FKIE’s research proves there are various network security issues at risk due to poorly configured router security. The widespread cyber security vulnerabilities present in home routers are leaving systems worldwide susceptible to compromise. Therefore, companies must work to be more aware of the threats they face and how to take care of them to ensure data and network security.

Key Router Attack Vectors

There are many methods that cybercriminals will utilize in order to instigate an attack on your business. Here are some of the more frequent and common cyber security vulnerabilities that threat actors exploit in the process of a router security issue:

• Firmware weaknesses: When preparing a device for release, a company may not perform sufficient testing to make sure no security patching is needed to protect the software from any risks. This could be the result of human error, and threat actors will take advantage of such oversights to break into a system.
• Credential hacking: If your business is managing more than one account but still using the same login information among all of the platforms, whether they are default or easy-to-remember passwords, hackers can initiate brute-force attacks in order to access the router and its configurations.
• Device misconfigurations: Your company should try to avoid utilizing the automatic router configurations and features, as those tend to make it easier for malicious actors to breach and reach secure information.
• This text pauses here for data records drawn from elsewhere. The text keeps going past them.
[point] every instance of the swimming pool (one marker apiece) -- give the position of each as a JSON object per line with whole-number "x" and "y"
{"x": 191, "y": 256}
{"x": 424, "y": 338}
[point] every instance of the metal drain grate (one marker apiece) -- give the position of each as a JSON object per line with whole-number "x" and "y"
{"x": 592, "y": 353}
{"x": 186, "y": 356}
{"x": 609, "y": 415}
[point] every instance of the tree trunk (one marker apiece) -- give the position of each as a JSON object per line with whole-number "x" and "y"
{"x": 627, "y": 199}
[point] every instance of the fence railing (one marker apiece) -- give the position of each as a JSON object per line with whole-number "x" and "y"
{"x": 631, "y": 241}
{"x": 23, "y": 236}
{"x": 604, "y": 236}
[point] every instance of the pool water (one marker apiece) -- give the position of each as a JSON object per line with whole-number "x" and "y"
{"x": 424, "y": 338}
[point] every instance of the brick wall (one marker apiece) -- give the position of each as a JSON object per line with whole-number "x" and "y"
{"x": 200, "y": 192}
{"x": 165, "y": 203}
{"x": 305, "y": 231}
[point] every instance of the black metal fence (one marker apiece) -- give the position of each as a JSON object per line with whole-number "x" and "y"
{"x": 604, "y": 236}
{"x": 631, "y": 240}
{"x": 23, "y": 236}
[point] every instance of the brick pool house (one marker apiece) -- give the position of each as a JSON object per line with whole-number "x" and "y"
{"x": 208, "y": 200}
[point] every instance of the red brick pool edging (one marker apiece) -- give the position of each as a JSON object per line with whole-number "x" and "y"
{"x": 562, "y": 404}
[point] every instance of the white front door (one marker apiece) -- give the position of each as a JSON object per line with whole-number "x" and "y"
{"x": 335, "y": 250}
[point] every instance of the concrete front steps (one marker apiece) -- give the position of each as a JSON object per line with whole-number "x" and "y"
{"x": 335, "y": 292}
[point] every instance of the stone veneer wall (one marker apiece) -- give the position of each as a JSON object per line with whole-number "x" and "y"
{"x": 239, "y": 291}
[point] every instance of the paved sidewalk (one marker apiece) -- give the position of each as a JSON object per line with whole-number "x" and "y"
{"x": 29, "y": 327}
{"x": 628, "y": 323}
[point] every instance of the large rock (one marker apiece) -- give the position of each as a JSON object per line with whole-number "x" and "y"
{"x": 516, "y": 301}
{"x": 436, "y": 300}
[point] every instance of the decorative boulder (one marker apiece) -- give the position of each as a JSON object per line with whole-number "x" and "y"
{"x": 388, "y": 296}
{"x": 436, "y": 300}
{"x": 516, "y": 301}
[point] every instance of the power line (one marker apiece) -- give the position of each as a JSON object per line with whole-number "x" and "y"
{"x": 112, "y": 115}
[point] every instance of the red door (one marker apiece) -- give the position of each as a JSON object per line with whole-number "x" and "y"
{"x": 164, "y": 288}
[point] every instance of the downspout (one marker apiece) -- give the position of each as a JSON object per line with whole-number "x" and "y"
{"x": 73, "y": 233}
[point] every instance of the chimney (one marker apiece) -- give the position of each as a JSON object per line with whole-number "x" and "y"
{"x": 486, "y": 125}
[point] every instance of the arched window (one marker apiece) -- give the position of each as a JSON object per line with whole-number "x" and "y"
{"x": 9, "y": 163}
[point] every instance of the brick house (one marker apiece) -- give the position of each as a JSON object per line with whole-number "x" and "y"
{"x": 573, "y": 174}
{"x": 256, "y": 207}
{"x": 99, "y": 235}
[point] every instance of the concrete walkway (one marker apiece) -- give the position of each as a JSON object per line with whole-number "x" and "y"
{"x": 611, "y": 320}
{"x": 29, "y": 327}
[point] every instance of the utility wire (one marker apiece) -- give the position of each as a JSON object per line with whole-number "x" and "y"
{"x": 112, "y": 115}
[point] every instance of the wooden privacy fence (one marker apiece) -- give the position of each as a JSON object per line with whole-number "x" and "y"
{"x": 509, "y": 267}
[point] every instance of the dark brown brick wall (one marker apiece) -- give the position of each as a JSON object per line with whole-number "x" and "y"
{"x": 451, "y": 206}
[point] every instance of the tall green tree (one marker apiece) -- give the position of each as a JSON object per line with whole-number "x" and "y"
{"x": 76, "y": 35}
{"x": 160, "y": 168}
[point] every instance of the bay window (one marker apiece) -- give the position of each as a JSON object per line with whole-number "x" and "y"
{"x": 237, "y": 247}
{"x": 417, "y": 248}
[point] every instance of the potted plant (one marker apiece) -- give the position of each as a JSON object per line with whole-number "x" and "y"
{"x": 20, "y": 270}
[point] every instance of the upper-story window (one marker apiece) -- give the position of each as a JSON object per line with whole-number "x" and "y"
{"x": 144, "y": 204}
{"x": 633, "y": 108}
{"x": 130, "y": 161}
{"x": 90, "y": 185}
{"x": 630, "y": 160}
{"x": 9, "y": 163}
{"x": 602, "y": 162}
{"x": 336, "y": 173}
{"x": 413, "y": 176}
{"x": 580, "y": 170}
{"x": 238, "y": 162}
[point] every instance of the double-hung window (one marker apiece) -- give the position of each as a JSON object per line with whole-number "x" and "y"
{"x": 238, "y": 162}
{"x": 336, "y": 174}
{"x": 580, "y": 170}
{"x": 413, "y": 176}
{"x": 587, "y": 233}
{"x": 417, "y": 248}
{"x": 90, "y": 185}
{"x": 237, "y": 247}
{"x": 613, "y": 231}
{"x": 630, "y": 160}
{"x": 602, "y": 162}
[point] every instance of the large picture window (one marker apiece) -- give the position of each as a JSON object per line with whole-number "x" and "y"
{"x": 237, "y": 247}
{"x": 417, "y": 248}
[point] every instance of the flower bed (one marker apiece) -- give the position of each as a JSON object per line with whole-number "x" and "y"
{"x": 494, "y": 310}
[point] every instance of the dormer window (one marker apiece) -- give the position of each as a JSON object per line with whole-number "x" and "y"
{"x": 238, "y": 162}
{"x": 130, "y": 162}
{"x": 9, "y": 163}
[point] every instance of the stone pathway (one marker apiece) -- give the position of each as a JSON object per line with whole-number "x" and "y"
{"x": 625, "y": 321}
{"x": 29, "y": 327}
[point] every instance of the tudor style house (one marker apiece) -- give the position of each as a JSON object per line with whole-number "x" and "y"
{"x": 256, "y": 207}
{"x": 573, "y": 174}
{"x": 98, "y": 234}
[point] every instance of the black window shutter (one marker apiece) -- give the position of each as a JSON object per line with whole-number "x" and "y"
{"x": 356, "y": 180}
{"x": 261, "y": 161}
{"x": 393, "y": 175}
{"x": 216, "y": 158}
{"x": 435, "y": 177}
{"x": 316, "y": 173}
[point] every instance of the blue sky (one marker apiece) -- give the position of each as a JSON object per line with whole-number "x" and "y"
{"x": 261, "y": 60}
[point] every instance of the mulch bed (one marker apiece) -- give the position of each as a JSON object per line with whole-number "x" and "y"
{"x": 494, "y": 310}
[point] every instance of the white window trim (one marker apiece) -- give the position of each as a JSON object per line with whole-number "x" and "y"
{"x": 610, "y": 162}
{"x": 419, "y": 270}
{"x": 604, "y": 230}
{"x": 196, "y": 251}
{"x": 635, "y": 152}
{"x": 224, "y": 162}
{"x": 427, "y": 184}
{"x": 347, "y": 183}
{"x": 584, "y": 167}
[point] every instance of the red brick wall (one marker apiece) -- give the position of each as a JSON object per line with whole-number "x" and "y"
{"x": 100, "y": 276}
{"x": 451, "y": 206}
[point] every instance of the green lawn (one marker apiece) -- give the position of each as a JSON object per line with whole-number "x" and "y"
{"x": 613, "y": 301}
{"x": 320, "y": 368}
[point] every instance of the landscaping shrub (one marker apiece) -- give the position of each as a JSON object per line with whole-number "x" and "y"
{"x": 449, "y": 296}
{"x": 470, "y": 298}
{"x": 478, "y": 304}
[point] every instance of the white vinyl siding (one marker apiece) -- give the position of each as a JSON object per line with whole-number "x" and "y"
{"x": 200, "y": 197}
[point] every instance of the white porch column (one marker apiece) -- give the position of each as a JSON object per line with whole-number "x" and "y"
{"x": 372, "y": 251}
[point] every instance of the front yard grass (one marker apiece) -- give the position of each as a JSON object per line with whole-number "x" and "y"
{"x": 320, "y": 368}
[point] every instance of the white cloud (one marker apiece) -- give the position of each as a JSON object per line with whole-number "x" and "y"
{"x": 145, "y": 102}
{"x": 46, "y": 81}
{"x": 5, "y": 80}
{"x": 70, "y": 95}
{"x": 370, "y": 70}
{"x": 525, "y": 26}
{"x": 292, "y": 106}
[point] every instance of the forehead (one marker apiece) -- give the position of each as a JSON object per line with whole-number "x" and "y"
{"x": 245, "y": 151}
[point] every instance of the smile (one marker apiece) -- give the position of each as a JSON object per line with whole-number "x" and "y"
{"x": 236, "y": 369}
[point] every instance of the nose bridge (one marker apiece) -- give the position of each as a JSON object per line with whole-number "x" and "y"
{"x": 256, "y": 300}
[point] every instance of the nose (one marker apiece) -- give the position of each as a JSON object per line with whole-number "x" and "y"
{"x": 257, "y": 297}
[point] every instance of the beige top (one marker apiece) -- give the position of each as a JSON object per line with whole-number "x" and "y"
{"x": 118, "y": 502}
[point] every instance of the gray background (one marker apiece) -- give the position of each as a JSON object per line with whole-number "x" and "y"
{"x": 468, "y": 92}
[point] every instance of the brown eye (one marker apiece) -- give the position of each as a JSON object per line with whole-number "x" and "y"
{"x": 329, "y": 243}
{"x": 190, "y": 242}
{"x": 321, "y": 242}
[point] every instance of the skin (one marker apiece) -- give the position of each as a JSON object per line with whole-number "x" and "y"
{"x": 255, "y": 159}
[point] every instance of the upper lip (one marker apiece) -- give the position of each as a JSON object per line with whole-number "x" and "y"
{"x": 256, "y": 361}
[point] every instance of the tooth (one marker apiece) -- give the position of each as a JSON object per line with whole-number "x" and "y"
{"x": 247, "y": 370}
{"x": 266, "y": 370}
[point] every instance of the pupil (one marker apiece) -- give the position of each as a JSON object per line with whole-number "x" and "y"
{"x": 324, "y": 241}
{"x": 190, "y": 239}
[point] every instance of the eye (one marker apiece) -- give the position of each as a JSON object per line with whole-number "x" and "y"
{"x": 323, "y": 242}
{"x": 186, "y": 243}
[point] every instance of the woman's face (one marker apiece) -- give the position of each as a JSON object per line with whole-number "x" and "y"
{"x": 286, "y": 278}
This can sometimes be the fault of the router manufacturer, who leaves the end user in charge of setting up the security system.
• Outdated technology: Certain firmware may not be updated automatically, resulting in old libraries, weak security checks, and other faulty architectural features. Hackers can abuse such issues in order to break into a system. Your company may ignore these cyber security vulnerabilities because of the price you must pay for upgrades, but it is worth it in the long run to keep your business safe. 
• Insider threats: Users within a company who have access to privileged information could weaken the security of the router and the business overall should they abuse their reach. If such employees have malicious intent, a company can face significant risk just by providing the worker access in the first place, leaving the system susceptible to all kinds of cybersecurity vulnerabilities.

How Can I Improve Router Security?

When it comes to remedying this industry-wide fiasco, the majority of the responsibility lies in the hands of router manufacturers and vendors. Here are some tips and recommendations for users looking to improve the security posture of their home router in the process of dealing with this rising network security threat:

• Update firmware frequently: Staying on top of firmware updates is crucial in preventing attacks that exploit firmware cyber security vulnerabilities that could compromise your system and company overall. 
• Change router passwords: A known password comes encoded into your router by default. Replacing this password is imperative in protecting your privacy and maintaining a secure system.
• Do your research before purchasing a router: While none of the routers that FKIE studied were without flaws, some brands fared far better than others in terms of security. FKIE concludes: “AVM does a better job than the other vendors regarding most aspects. ASUS and Netgear do better in some aspects than D-Link, Linksys, TP-Link, and Zyxel.”

Replacing the Linux firmware in your home router is also an excellent option for mitigating the risk that network security issues in your router pose to your entire system.

Final Thoughts on Protecting Your Linux System

Awareness of the risks you face with unsafe routers is the first step in protecting your company's security. As we have seen, there are various real-life examples of businesses facing severe network security threats and issues due to flawed router configurations. All companies should be aware of any cyber security vulnerabilities they face within their day-to-day operations so that they can do what is needed to reinstate proper safety measures and improve security posture.